Anyway, this little encomium to Paul Greengrass is all an introduction to a bold idea I had today. In my review of Darjeeling Limited, I aired my suspicion that Wes Anderson might be reaching the limits of potential for his particular brand of upper class quirkfest. While Paul Greengrass' films are uniformily excellent, and the prospect of him doing a film about Iraq (adapting the book Imperial Life in the Emerald City) and Vietnam (adapting the book They Marched into Sunlight), according to imdb.com his next two projects, are both very exciting, there is a danger that he might get caught in a similar rut. Here's my bold idea: what if Wes Anderson were to direct Greengrass's script for, say They Marched into Sunlight while Greengrass directs Anderson's next script? Think about it: Wes Anderson trying to shoot an ambush of U.S. troops in Vietnam with pristine framing and meticulous set design while Paul Greengrass jittery-cameras his way through a quirky domestic dramedy. Such an experiement would take both directors out of their respective comfort zones and could result in utterly fresh approaches to the material.
Wednesday, November 14, 2007
What Does Hollywood Need? MORE REMAKES!
I recently watched the cult classic Roger Corman production Deathrace 2000, which, as advertised, is a sly, witty satire with giddy perverse bursts of violence. Unfortunately, it was made for approximately seventeen dollars, and it shows. Not only does the low budget reduce the impact of the action set pieces, it artificially limits the scope of the satire. At the start of the film, we get our only view of the futuristic dystopia of the year 2000: an insanely cheesy matte painting of Jetsons buildings. If somebody could get together fifteen or twenty million bucks for a remake that kept the central plot elements and expanded the film's universe, you'd be dealing with a real pisser. Plus, you could do real justice to the concept of tricked-out dune buggies intentionally running over the elderly.
Basically, the only time you should remake a movie is when the original version fucked up a great premise or screenplay through inept direction or a cripplingly low budget. Other candidates for potentially ass-kicking remakes:
George Romero's The Crazies
John Carpenter's They Live (of course, this will probably end up being the ONLY John Carpenter movie that DOESN'T get remade)

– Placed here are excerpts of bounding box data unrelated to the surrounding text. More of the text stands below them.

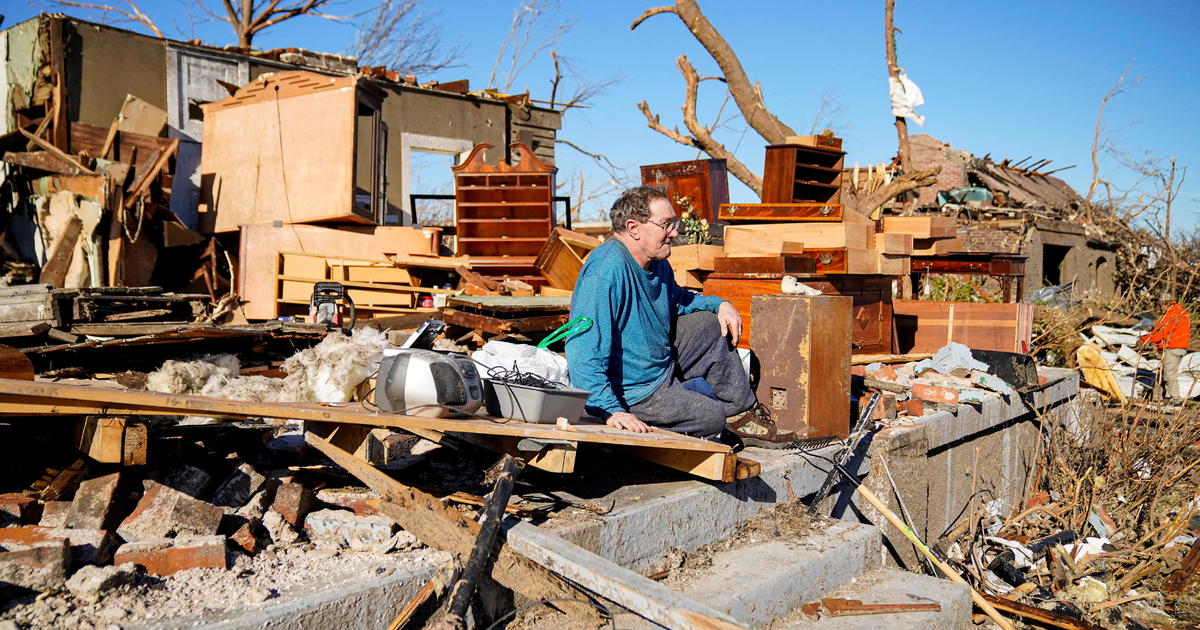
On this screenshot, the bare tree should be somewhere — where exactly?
[47,0,167,38]
[349,0,464,74]
[194,0,347,48]
[630,0,941,214]
[1086,67,1141,207]
[487,0,574,92]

The shitty Jet Li movie The One and the shitty Jean Claude Van Damme movie Timecop for the same reason: both of these movies take a sci-fi premise with nearly unlimited possibilities, (parrallel universes and time travel, respectively) and completly wastes them. I mean, Timecop is about a cop who travels through time...and the vast majority of the film is spent in the amazingly foreign and exotic year of 1995!
Any other candidates for a jizz-blasting remake?